While this paper focuses on ELDI, there are potentially other possible ways to analyse the shape of X5 loops and the development of EFL (illustrated in Figure S8). The rate (i.e. gradient) at which X5 decreases during early exhalation could be calculated, however this requires a more complex calculation of exported raw data which may not be available with all commercial equipment. Furthermore, this would not account for different times of EFL onset (earlier versus later during exhalation). The percent of tidal volume at which EFL begins could be evaluated, but this also requires data export, and does not consider the overall magnitude of EFL. The advantages of ELDI are that it considers EFL magnitude, gives an indication of speed of EFL development, whilst also being a simple calculation that can be made from historical data.

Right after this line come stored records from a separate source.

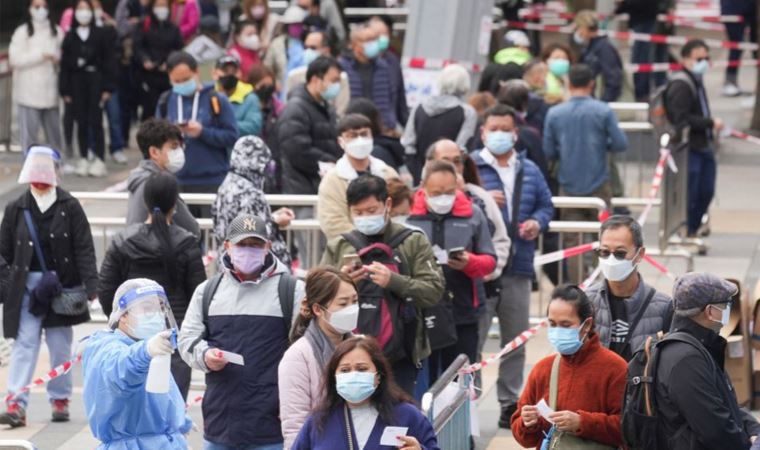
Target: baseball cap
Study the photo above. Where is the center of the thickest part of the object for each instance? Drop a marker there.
(247, 226)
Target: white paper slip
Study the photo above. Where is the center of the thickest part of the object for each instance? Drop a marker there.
(545, 410)
(390, 434)
(234, 358)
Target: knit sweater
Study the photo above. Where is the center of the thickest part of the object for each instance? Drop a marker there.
(591, 383)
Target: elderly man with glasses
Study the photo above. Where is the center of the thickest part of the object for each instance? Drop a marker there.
(626, 309)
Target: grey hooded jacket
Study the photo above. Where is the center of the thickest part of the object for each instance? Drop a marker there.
(656, 318)
(137, 212)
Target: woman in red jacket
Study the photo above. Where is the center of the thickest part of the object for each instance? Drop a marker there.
(591, 381)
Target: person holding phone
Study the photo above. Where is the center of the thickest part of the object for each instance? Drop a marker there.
(459, 230)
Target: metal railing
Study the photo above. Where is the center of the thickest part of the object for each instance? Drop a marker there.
(447, 405)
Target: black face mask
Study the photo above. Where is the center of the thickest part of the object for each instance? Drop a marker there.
(265, 92)
(228, 82)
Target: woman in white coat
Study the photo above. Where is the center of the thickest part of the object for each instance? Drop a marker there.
(34, 54)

We have demonstrated that rapid development of EFL was associated with more severe disease and worse gas trapping with hyperinflation, when compared to COPD patients with gradual EFL. In patients with EFL, the speed at which EFL developed during exhalation (i.e. ELDI) was associated with worse clinical characteristics, while the magnitude of EFL (i.e. ∆X5 or X5peak-peak) was not. Furthermore, rapid development of EFL was a relatively stable phenomenon and may be sensitive to changes in response to inhaled therapy in COPD. Overall, we propose ELDI as a clinically useful COPD marker associated with clinical and physiological characteristics.